Alfonso Sforza, Maria V. Carlino, Giovanni Albano, Maria I. Arnone, Giuliano De Stefano, Andrea D'Amato, Federica De Pisapia, Giovanni de Simone, Costantino Mancusi
  • Alfonso Sforza
    Hypertension Research Center, Federico II University Hospital, Italy
  • Maria V. Carlino
    Hypertension Research Center, Federico II University Hospital, Italy
  • Giovanni Albano
    University of Naples Federico II, Hypertension Research Center, Italy
  • Maria I. Arnone
    University of Naples Federico II, Hypertension Research Center, Italy
  • Giuliano De Stefano
    University of Naples Federico II, Hypertension Research Center, Italy
  • Andrea D'Amato
    University of Naples Federico II, Hypertension Research Center, Italy
  • Federica De Pisapia
    University of Naples Federico II, Hypertension Research Center, Italy
  • Giovanni de Simone
    University of Naples Federico II, Hypertension Research Center, Italy

Abstract

Reexpansion pulmonary edema (RPE) is an uncommon complication of thoracentesis or chest drainage. It occurs in the ipsilateral or contralateral lung.

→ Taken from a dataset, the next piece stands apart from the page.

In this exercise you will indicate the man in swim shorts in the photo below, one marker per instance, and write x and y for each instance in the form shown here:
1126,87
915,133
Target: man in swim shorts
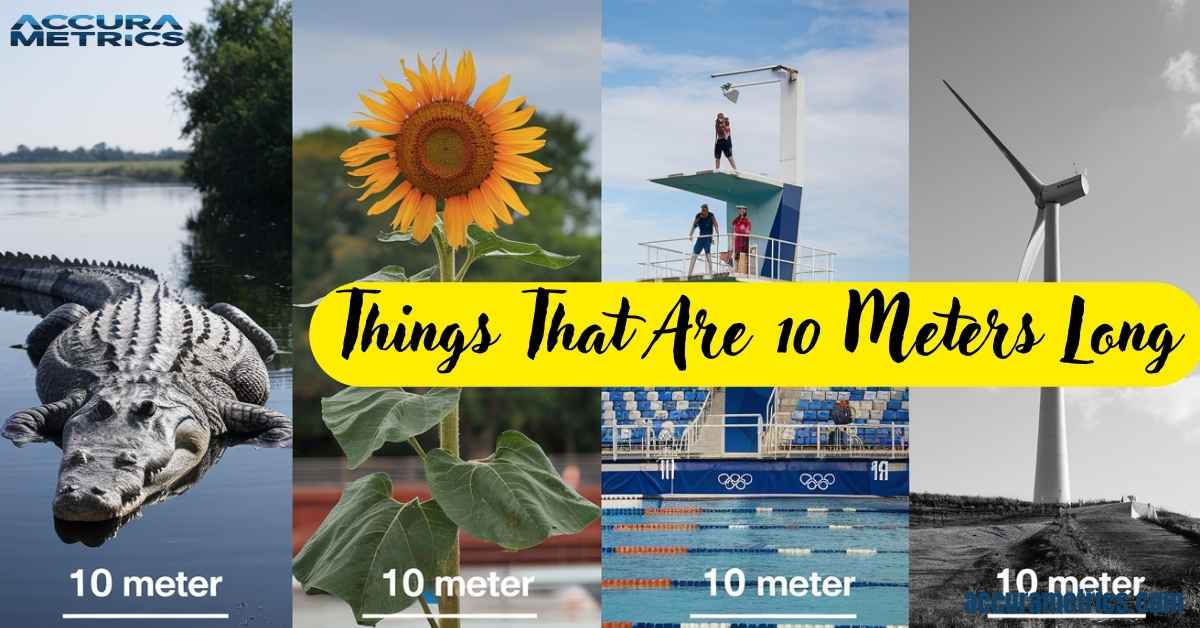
705,221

Causes, pathogenesis and therapy are not well understood especially for contralateral RPE. We describe a case of fatal contralateral RPE in a 59-years-old woman with right lung cancer underwent ultrasound-guided thoracentesis for massive pleural effusion and severe dyspnea. Pathogenesis of contralateral RPE is probably multifactorial and in this case is mostly due to the overperfusion of the healthy lung and consequent capillary damage. The right therapy for this condition is not known.

Keywords

Thoracentesis; lung ultrasound; point-of-care ultrasound; acute dyspnea; lung cancer.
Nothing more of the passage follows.